I opened my eyes. I had fallen asleep. This is the problem with never sleeping. Sometimes you actually do, at the worst times: like this time: in public.
“Bernadette?” It was Elgie. “What are you doing asleep in here?”
“Elgie—” I wiped the drool off my cheek. “They wouldn’t give me Haldol, so I have to wait for Xanax.”
“What?” He glanced out the window. Standing on the street were some Microsoft people I vaguely recognized. “What are you wearing?”
He was referring to my fishing vest. “Oh, this. I got it from the Internet.”
“Could you please stand up?” he said. “I have a lunch. Do I need to cancel it?”
“God, no!” I said. “I’m fine. I didn’t sleep last night and just dozed off. Go, do, be.”
“I’m going to come home for dinner. Can we go out to dinner tonight?”
“Aren’t you going to D.C.—”
“It can wait,” he said.
“Yeah, sure,” I said. “Buzz and I will pick a place.”
“Just me and you.” He left.
And this is when it began to unravel: I could swear one of the people waiting for him outside was a gnat from Galer Street. Not the one who’s hassling us about the blackberries, but one of her flying monkeys. I blinked to make sure. But Elgie and his group had been absorbed into the lunch rush.
My heart was really thumping. I should have stayed and popped one of those Xanax. But I couldn’t stand to be in that compound pharmacy anymore, trapped with the icy portent. I blame you, Dale Chihuly!
I fled. I had no idea which way I was pointed, where I was even headed. But I must have gone up Fourth Avenue, because the next thing I knew, I was standing outside the Rem Koolhaas public library.
I had stopped, apparently. Because a guy approached me. A graduate student, he looked like. Completely nice, nothing mean or threatening about him.
But he recognized me.
Manjula, I have no idea how. The only photograph of me floating around was one taken twenty years ago, right before the Huge Hideous Thing. I am beautiful, my face radiating with confidence, my smile bursting with the future of my choosing.
“Bernadette Fox,” I blurted.
I am fifty, slowly going mad.
This can’t make sense to you, Manjula. It doesn’t have to. But you see what happens when I come into contact with people. It doesn’t bode well for the whole Antarctica thing.
*
Later that day, Mom picked me up. Maybe she was a little quiet, but sometimes that happens, because on the way to school she listens to “The World” on PRI, which is usually a downer, and that day was no exception. I got into the car. A terrible report was on about the war in the Democratic Republic of Congo, and how rape was being used as a weapon. All the females were getting raped, from baby girls, six months old, all the way to eighty-year-old grandmothers, and every age in between. More than one thousand women and girls were getting raped each month. It had been going on for twelve years and nobody was doing anything about it. Hillary Clinton had gone there and promised to help, which gave everyone hope, but then all she did was give money to the corrupt government.
“I can’t listen to this!” I smacked the radio off.
“I know it’s horrific,” Mom said. “But you’re old enough. We live a life of privilege in Seattle. That doesn’t mean we can literally switch off these women, whose only fault was being born in the Congo during a civil war.

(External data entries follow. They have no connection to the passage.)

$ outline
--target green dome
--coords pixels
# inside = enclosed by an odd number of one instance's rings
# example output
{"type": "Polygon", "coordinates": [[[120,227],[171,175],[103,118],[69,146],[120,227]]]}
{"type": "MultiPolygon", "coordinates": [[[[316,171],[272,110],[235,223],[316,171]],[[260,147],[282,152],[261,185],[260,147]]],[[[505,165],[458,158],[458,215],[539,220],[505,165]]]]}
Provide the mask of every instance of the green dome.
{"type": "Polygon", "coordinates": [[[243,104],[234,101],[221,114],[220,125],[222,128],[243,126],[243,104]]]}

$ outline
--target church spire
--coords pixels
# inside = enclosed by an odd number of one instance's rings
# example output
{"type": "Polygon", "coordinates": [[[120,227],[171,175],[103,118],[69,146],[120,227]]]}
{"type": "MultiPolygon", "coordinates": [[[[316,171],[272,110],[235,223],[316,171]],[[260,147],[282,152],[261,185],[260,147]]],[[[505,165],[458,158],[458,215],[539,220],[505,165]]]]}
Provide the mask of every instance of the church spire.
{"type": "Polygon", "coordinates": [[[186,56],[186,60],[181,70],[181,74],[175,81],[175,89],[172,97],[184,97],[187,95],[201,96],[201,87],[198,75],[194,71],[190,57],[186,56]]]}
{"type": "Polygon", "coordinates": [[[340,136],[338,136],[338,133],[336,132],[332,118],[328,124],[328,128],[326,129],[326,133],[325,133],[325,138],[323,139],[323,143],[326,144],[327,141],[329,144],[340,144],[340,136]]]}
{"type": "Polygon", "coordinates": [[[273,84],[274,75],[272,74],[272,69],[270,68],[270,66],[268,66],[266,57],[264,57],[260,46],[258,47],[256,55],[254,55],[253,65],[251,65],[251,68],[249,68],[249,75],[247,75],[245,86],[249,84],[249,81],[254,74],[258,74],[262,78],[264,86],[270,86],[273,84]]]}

We need to bear witness.” She turned the radio back on.
I crumpled in my seat and fumed.
“The war in Congo rages on with no end in sight,” the announcer said. “And now comes word of a new campaign by the soldiers, to find the women they have already raped and re-rape them.”
“Holy Christ on a cross!” Mom said. “I draw the line at re-raping.” And she turned off NPR.
We sat in silence. Then, at ten of four, we had to turn the radio back on because Fridays at ten of four is when we listen to our favorite person ever, Cliff Mass. If you don’t know who Cliff Mass is, well, he’s this thing me and Mom have, this awesome weather geek who loves weather so much you have no choice but to love him in return.
Once, I think I was ten, and I was home with a babysitter while Mom and Dad went to Town Hall for some lecture. The next morning, Mom showed me a picture on her digital camera. “Me and guess who?” I had no idea. “You’re going to be so jealous when you find out.” I made a mean face at her. Mom and Dad call it my Kubrick face, and it was a glowering face I made when I was a little baby. Mom finally screamed, “Cliff Mass!”